Node. js asynchronous programming _ node. js

This article describes in detail the classification of node. js asynchronous programming and the problems existing in asynchronous programming, which are very detailed and meticulous. We recommend this article to our friends. Currently, a large number of asynchronous operations are required, and actual pages are more and more inclined to be single-page applications. Backbone, angular, knockout and other frameworks will be used in the future, but the question about asynchronous programming is the first question to be faced. With the rise of node, asynchronous programming has become a very hot topic. After a period of study and practice, I will summarize some details of asynchronous programming.

1. Classification of asynchronous programming

Methods To solve asynchronous problems include direct callback, pub/sub mode (Event Mode), asynchronous library control library (such as async, when), promise, and Generator.
1.1 callback function

Callback functions are commonly used to resolve Asynchronization. They are often used and easy to understand and can be easily implemented in libraries or functions. This is also a frequently used method for asynchronous programming.

However, the callback function has the following problems:

1. The nested pyramid may be formed, and the code is not easy to read;

2. Only One callback function can be matched, which is a limitation in many scenarios.

1.2 pub/sub mode (Event)

This mode is also called the event mode. It is an event-based callback function and is very common in class libraries such as jQuery.

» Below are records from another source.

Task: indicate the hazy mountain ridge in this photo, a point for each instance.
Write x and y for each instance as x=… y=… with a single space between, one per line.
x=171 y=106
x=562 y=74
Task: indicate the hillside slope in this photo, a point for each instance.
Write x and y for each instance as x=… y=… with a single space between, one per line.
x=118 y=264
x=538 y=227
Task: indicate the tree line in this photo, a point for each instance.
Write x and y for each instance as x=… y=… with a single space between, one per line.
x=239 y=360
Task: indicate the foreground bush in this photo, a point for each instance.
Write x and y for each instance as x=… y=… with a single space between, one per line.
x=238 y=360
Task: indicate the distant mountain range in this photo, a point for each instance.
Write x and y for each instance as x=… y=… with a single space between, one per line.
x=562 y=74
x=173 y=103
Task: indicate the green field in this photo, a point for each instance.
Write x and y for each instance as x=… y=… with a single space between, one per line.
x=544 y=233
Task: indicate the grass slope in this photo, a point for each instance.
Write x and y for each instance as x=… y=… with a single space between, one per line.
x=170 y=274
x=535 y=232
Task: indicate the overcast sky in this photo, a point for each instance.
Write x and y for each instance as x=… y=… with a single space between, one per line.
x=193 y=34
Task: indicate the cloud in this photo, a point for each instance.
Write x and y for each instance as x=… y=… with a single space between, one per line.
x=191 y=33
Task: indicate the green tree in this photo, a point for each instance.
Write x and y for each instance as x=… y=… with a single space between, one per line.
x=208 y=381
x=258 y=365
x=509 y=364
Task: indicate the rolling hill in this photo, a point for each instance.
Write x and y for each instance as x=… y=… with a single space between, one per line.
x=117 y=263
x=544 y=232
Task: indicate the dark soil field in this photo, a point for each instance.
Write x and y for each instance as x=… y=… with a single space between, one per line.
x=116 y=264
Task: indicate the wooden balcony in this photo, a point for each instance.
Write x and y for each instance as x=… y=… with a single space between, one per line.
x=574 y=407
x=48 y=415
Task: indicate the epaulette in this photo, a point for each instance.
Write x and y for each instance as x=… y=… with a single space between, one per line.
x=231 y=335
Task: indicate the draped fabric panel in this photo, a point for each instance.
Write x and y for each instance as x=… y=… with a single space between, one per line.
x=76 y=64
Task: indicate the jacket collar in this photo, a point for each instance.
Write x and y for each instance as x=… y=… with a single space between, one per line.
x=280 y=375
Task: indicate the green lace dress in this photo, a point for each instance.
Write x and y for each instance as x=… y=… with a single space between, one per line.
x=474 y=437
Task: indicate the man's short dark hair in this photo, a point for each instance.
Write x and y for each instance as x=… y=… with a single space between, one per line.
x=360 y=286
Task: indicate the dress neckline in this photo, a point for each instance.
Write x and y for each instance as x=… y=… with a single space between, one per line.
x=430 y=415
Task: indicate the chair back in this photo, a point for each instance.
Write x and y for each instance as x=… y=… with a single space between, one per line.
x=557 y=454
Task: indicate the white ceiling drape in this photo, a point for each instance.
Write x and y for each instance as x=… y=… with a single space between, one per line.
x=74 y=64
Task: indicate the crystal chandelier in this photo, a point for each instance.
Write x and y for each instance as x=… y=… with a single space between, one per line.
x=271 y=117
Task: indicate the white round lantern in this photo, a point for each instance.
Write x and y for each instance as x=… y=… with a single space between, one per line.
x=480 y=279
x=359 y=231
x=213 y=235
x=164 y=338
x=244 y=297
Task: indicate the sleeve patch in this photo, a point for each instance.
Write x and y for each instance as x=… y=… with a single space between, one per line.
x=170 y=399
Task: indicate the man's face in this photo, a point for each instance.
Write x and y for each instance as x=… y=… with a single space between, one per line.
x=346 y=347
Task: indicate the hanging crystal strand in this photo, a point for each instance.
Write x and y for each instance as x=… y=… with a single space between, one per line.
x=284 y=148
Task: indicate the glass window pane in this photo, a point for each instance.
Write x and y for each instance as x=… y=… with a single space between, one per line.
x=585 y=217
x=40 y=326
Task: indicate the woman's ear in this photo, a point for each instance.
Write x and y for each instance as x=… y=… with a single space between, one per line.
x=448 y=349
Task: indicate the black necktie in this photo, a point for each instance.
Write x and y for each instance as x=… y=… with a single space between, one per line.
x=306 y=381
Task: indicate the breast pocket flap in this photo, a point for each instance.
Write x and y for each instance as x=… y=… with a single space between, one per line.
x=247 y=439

The event publishing subscriber mode does not involve synchronous and asynchronous calls. However, in node, emit calls are triggered asynchronously along with the event loop. This mode is often used to decouple the business logic. The event publisher does not need to pay attention to the registered callback function or the number of callback functions. data can be transferred flexibly through the message method.

The advantages of this mode are: 1. easy to understand; 2. It is no longer limited to a callback function.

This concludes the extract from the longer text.